The question is, can his philosophy be duplicated in high school?
The advantage for Carroll is he gets to recruit and high school coaches can't. It means there can be a huge disparity in playing ability.
"Ideally, you'd have competition at every position between sophomores and seniors," Sherman Oaks Notre Dame football Coach Kevin Rooney said. "What makes it hard at the high school level is one guy is usually a lot better than everyone else at a position, and it's hard to be competitive. When it is competitive, you have a good team. You have depth."
The biggest obstacle for high school coaches trying to copy Carroll's philosophy is they can't count on freshmen being ready.
A college freshman, at age 18 or 19, is far more mature physically and emotionally than a high school freshman, at 14 or 15, especially in football.
"There's a huge difference maturity-wise," Rooney said.
Lake Balboa Birmingham, which won the City Championship, played freshman Milton Knox at cornerback and backup tailback. Knox developed into a second-team All-City player, but Coach Ed Croson said Knox was fortunate to make varsity.
"The reason we played Milton is because we had to," he said. "We didn't have people in those positions."
At Orange, Coach Greg Gibson gave freshman running back Matthew Contreras the chance to start, and he responded with 1,498 yards rushing. But he doesn't believe relying on freshmen is possible at the high school level.
"We just had an extraordinary kid who was already in a varsity frame as a freshman," Gibson said. "I could have had him on the freshman level and he would have rushed for 3,000 yards. But we would have wasted his talent."
It can prove sensitive when a coach chooses to play a freshman or sophomore over a senior in high school. Seniors don't like one of their own losing out to a rookie. It can create tension and turmoil.

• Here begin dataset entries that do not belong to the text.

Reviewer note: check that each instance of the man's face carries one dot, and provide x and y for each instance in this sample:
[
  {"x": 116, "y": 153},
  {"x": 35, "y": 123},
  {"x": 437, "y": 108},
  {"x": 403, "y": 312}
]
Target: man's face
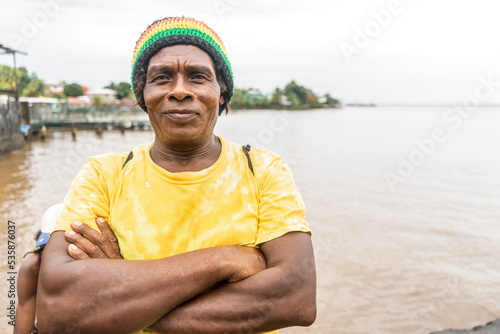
[{"x": 182, "y": 95}]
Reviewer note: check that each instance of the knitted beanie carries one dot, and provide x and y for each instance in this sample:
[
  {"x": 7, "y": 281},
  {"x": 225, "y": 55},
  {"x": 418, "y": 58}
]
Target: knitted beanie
[{"x": 180, "y": 30}]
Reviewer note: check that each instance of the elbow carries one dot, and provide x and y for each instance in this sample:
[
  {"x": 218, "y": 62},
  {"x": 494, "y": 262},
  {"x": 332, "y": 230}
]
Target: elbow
[{"x": 53, "y": 313}]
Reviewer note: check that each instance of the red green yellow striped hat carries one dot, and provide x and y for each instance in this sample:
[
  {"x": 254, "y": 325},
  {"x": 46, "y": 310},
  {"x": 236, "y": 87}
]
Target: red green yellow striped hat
[{"x": 180, "y": 30}]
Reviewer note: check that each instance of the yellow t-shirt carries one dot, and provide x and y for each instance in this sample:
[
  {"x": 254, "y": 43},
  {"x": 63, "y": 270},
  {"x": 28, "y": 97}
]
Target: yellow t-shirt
[{"x": 155, "y": 213}]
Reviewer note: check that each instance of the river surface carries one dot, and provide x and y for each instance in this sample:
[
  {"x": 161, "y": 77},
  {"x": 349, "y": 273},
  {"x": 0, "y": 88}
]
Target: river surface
[{"x": 404, "y": 204}]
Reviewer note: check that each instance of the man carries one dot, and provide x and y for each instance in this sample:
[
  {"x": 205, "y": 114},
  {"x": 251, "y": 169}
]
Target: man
[{"x": 189, "y": 212}]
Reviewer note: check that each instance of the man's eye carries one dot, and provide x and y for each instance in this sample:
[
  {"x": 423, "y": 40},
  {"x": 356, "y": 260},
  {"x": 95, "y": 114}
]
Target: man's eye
[
  {"x": 160, "y": 77},
  {"x": 199, "y": 77}
]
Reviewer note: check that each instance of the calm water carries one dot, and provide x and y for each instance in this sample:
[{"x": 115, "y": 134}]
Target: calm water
[{"x": 406, "y": 224}]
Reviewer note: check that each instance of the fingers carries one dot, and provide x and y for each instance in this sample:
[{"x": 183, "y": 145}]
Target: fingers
[
  {"x": 108, "y": 233},
  {"x": 93, "y": 243}
]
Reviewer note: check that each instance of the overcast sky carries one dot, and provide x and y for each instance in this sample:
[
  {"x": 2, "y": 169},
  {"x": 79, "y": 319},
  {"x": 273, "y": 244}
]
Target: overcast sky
[{"x": 382, "y": 51}]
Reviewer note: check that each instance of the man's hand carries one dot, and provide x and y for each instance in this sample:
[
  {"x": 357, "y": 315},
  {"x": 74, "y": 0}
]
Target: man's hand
[
  {"x": 85, "y": 242},
  {"x": 250, "y": 261}
]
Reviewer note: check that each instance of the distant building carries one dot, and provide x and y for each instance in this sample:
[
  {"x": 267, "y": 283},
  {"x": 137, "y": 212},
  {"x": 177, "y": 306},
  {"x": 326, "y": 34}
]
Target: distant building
[
  {"x": 107, "y": 96},
  {"x": 79, "y": 102},
  {"x": 322, "y": 99},
  {"x": 42, "y": 109}
]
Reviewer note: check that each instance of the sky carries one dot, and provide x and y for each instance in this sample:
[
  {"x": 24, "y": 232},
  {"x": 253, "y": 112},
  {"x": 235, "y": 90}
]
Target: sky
[{"x": 359, "y": 51}]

"Senior leadership is such a big factor that I don't think you can burn off seniors," Croson said. "You're counting on those guys for a lot of things."

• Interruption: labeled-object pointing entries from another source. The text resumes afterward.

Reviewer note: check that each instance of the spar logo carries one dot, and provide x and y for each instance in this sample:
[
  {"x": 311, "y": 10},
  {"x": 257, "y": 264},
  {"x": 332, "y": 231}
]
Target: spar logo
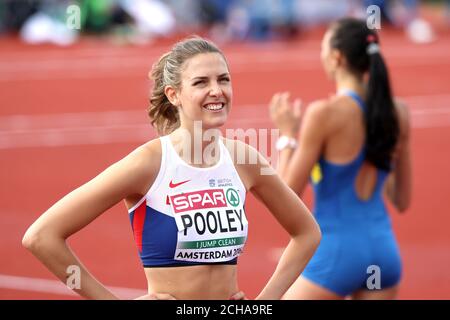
[
  {"x": 233, "y": 197},
  {"x": 204, "y": 199}
]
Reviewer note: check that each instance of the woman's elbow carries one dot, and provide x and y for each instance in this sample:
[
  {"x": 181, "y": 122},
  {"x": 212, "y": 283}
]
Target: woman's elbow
[
  {"x": 31, "y": 239},
  {"x": 35, "y": 240},
  {"x": 316, "y": 236}
]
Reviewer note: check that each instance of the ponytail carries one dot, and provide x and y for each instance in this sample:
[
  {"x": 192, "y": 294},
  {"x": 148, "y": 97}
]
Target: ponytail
[
  {"x": 382, "y": 128},
  {"x": 360, "y": 47},
  {"x": 163, "y": 114}
]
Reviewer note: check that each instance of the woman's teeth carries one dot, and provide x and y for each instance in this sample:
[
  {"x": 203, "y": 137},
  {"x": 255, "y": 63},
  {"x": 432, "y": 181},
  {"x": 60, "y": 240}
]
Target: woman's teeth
[{"x": 214, "y": 106}]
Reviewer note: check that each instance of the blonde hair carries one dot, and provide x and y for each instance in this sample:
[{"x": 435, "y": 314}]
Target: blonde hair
[{"x": 167, "y": 71}]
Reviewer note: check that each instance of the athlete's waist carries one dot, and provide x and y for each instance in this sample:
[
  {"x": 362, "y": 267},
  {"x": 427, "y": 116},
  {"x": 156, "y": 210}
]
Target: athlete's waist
[{"x": 213, "y": 281}]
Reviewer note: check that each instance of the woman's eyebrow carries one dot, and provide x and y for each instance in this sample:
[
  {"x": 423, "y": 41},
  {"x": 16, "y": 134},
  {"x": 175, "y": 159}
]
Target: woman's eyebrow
[{"x": 204, "y": 77}]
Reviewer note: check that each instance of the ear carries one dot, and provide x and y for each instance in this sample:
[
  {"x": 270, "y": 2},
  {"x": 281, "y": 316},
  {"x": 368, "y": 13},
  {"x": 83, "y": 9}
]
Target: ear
[
  {"x": 172, "y": 95},
  {"x": 339, "y": 58}
]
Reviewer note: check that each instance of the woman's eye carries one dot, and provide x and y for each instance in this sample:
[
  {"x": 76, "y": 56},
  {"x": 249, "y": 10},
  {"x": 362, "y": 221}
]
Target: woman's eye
[{"x": 198, "y": 82}]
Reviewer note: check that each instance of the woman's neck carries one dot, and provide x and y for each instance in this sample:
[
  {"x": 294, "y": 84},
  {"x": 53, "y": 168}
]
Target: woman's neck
[
  {"x": 349, "y": 81},
  {"x": 196, "y": 146}
]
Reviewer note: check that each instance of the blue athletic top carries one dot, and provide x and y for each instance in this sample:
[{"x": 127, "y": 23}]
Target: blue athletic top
[
  {"x": 336, "y": 201},
  {"x": 356, "y": 234}
]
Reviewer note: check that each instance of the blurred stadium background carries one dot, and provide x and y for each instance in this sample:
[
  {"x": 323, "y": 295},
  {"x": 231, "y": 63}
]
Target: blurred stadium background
[{"x": 73, "y": 101}]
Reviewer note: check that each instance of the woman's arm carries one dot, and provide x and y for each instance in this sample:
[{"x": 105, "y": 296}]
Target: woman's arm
[
  {"x": 295, "y": 218},
  {"x": 46, "y": 237},
  {"x": 295, "y": 166},
  {"x": 399, "y": 184}
]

But athletes are entering high school with far more playing experience, making some of them ready to compete immediately on the varsity.
Coaches are aware of the ramifications.
Football Coach Jim Benkert of Westlake Village Westlake said he has had seniors quit after losing a starting position to a sophomore.

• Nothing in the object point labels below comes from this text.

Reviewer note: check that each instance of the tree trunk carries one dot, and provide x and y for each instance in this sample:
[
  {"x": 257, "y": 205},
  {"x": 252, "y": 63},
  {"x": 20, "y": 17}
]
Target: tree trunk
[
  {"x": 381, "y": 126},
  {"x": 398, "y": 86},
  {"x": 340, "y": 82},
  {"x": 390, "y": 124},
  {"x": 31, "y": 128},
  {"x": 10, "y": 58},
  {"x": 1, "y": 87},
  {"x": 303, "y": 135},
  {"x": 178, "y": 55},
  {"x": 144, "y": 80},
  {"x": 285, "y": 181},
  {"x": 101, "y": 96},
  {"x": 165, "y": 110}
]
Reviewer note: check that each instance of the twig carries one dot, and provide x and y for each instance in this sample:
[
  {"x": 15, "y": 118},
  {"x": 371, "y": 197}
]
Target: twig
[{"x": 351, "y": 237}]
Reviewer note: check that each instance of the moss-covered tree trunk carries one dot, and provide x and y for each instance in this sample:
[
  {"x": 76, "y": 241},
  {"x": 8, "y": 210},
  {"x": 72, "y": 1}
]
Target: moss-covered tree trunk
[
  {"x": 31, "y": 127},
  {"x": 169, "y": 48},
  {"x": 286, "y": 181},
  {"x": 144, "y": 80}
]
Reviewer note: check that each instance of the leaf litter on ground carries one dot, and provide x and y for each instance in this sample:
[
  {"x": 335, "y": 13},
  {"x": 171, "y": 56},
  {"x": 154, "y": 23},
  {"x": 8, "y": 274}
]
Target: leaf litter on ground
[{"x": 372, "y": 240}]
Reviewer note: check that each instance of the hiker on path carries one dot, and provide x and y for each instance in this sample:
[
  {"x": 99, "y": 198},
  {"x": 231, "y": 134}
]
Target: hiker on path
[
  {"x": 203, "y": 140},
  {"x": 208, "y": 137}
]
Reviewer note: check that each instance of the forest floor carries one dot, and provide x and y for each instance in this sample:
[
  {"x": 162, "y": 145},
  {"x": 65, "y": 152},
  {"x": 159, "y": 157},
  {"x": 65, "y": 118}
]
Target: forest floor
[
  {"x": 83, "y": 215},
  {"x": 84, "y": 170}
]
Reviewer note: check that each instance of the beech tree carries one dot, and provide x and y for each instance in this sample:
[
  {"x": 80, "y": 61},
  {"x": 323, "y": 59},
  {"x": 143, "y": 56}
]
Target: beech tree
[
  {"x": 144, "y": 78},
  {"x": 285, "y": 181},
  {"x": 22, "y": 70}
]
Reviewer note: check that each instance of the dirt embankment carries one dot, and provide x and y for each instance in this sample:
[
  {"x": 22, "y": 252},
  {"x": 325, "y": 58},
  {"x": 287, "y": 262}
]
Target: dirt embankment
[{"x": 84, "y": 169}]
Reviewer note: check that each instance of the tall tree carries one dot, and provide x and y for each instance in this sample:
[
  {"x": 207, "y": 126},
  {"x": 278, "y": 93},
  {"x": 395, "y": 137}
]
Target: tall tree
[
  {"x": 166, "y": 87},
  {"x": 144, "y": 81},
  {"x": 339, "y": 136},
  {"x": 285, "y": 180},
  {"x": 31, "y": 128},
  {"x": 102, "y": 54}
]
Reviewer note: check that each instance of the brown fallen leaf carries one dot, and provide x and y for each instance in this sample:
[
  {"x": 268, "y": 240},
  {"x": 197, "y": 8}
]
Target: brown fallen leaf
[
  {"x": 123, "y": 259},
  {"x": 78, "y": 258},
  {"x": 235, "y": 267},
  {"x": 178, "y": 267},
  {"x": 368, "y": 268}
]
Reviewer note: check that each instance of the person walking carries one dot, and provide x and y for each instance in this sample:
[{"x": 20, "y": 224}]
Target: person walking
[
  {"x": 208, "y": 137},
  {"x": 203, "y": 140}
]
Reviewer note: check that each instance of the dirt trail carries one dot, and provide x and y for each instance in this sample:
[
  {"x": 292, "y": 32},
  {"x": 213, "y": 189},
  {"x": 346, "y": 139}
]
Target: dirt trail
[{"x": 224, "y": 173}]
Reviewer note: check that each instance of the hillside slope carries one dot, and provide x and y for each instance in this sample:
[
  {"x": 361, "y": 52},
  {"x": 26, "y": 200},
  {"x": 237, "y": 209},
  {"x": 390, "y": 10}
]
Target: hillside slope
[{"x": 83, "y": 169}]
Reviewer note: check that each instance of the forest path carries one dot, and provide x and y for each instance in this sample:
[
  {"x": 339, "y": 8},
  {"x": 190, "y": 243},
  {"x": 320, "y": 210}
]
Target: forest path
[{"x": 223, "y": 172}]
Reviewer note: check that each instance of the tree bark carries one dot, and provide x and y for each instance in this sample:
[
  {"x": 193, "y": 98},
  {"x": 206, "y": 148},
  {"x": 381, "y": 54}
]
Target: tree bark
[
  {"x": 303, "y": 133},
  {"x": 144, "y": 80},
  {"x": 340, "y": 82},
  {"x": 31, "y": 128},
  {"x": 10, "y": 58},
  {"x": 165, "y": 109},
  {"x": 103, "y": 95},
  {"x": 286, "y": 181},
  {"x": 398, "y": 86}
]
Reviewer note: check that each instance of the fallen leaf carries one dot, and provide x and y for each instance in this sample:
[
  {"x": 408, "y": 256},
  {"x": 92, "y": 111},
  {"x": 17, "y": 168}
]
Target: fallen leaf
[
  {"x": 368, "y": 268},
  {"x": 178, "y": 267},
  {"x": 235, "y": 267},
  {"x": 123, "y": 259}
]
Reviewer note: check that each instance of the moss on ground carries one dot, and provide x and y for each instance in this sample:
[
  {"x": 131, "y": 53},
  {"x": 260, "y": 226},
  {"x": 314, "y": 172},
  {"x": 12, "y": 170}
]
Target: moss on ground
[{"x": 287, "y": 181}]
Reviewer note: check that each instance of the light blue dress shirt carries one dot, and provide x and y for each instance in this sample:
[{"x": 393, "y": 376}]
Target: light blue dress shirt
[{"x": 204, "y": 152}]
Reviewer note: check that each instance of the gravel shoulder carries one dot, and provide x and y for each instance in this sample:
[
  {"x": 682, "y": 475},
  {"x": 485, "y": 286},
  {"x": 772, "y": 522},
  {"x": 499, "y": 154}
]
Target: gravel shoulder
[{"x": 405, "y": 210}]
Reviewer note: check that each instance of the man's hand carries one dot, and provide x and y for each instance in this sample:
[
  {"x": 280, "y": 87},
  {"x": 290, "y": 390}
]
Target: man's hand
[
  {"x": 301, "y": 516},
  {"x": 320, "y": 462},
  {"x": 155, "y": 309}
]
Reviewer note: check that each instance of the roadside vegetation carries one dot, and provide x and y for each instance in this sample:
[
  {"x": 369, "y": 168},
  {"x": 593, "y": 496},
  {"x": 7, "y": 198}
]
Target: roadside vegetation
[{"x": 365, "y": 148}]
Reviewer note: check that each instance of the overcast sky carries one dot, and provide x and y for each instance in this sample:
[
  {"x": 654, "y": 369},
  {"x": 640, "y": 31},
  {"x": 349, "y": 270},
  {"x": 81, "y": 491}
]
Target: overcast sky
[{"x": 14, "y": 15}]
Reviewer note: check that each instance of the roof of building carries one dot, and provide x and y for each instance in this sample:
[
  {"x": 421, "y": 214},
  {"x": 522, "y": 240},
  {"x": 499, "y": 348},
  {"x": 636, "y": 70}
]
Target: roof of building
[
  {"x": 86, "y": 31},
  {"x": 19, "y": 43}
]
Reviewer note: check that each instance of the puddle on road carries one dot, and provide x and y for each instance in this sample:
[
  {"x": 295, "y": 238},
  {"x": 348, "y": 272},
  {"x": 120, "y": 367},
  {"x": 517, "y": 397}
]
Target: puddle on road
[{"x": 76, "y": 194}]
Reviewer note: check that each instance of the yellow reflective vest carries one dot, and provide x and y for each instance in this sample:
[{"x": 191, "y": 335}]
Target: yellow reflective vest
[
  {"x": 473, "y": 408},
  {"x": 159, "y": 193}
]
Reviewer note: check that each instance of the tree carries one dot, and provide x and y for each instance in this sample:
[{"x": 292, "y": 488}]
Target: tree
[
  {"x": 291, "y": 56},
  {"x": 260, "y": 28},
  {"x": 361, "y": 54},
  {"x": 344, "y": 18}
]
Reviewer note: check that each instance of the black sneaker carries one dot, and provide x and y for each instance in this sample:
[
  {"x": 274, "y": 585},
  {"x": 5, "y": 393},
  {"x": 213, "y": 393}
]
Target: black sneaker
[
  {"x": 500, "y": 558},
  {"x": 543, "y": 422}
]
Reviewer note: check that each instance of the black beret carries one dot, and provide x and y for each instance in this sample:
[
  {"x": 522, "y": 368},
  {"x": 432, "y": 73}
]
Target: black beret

"More times than not, the senior will say, 'I'm out of here,' " Benkert said.
All players want to win, and if a young player is better than a senior, they'll know. It's up to the coach to create a climate where competition is rewarded.
Tom Meusborn, the Chatsworth baseball coach whose team has won a state-record 50 consecutive games, inserted two freshmen, third baseman Matt Dominguez and shortstop Mike Moustakas, into the lineup last season.
They earned their positions through play in the winter, documented by statistics and performance. So when the spring came and both were starting, no one could question the decision.
"The best person plays, and we've always had that philosophy," Meusborn said. "We say that from Day 1. We play in the fall, keep stats, keep numbers so that guys are able to see the results."
Coaches must communicate to parents why young players are getting the nod over loyal seniors because some still think high school sports should be run like Little League, where everyone gets to play. Those days are long gone.
What's clear is Carroll intends to stick with the philosophy that has enabled USC to win consecutive national championships.
"We give our guys an extraordinary opportunity to play," he said. "We've had 30 first-semester freshmen play in the last three years. We will continue to operate in that manner.
"We expect our young guys to contribute immediately when they come here. I think there's a sense guys can play a significant role on a championship team. Maybe they can go somewhere else and play more, but when you get to what we are doing, I think it's a tremendous attraction to kids."